V.—FRIENDSHIP
A quality rendered as “Friendship”—though the Greek and English terms are not identical in content—now comes under examination. It is a relation to some other person or persons without which life is hardly worth living. Some account for it on the principle of “like to like,” others on the opposite theory. Now, lovableness comes of goodness, or pleasantness, or usefulness. Love is not bestowed on the inanimate, and it must be mutual; it is to be distinguished from goodwill or devotion, which need not be reciprocated.
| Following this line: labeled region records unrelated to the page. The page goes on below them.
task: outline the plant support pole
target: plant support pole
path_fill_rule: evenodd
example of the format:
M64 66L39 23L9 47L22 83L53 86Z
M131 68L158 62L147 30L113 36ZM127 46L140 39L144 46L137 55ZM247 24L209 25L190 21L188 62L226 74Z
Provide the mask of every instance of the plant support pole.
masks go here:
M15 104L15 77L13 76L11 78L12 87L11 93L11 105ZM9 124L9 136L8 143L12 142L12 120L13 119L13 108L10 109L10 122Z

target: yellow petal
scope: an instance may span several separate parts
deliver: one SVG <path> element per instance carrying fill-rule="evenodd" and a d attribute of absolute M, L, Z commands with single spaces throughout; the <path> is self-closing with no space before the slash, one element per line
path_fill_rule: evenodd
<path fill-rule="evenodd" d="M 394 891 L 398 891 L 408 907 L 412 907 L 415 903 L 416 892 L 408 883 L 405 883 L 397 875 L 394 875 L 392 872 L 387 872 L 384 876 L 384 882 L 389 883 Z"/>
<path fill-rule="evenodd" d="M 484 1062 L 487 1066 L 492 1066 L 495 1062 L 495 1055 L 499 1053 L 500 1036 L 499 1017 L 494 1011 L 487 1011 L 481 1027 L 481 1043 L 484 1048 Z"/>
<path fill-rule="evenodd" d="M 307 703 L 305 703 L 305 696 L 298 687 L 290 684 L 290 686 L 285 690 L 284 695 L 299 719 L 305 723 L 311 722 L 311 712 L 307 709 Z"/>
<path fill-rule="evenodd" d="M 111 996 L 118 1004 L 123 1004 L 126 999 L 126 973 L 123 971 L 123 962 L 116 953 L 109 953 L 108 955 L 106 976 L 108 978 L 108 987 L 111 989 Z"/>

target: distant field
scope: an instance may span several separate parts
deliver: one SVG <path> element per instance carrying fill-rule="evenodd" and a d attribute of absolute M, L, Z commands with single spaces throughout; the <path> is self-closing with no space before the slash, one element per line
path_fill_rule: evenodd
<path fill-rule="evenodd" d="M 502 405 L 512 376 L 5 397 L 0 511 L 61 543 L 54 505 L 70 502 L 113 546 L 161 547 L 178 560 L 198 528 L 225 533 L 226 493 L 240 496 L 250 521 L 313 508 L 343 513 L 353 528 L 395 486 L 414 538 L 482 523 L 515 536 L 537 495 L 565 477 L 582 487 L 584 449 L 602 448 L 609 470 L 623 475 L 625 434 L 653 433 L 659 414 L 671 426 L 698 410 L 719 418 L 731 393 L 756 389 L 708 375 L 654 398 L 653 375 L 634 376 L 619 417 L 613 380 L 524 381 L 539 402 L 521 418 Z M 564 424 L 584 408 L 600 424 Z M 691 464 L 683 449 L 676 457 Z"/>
Genuine friendship must be based on goodness; what rests on pleasantness (as with the young), or on utility (as with the old), is only to be recognised conventionally as friendship. In perfection it cannot subsist without perfect mutual knowledge, and only between the good; hence it is not possible for anyone to have many real friends. Of the conventional forms, that which is born of intellectual sympathy is more enduring than what springs from sexual attraction; while what comes of utility is quite accidental. The former may develop into genuine friendship if there be virtue in both parties. Companionship is a necessary condition, in any case.
Variants of friendship, however, may subsist between unequals, as between parents and children, princes and subjects, men and women, where there is a difference in the character of the affection of the two parties. A certain degree of inequality—though we cannot lay down the limitation—makes “friendship” a misnomer. One would not desire the actual apotheosis of a friend, because that would take him out of reach; it would end friendship. Friendship lies rather in the active loving than in being loved, though most people are more anxious to be loved than to love.
Every form of social community—typified in the State—involves relationships into which friendship enters. The relationships in the family correspond to those in states; monarch to subjects as father to children, tyrant to subjects as master to slaves; autocratic rule to that of the husband, oligarchic rule to that of the wife; what we call Timocracy to the fraternal relation, and Democracy to the entirely unregulated household. In some kinds of association, friendship takes the form of esprit de corps. It may be seen that quarrels arise most readily in those friendships between equals which are based upon interest, and in friendships between unequals.
Friendship is a kind of exchange—equal between equals, and proportional between unequals; a repayment. This suggests various questions as to priority of claim—e.g., between paying your father’s ransom and repaying a loan, both being in a sort the repayment of a debt. No fixed law can be laid down—i.e., it cannot be said that one obligation at all times and in all circumstances overrides all others.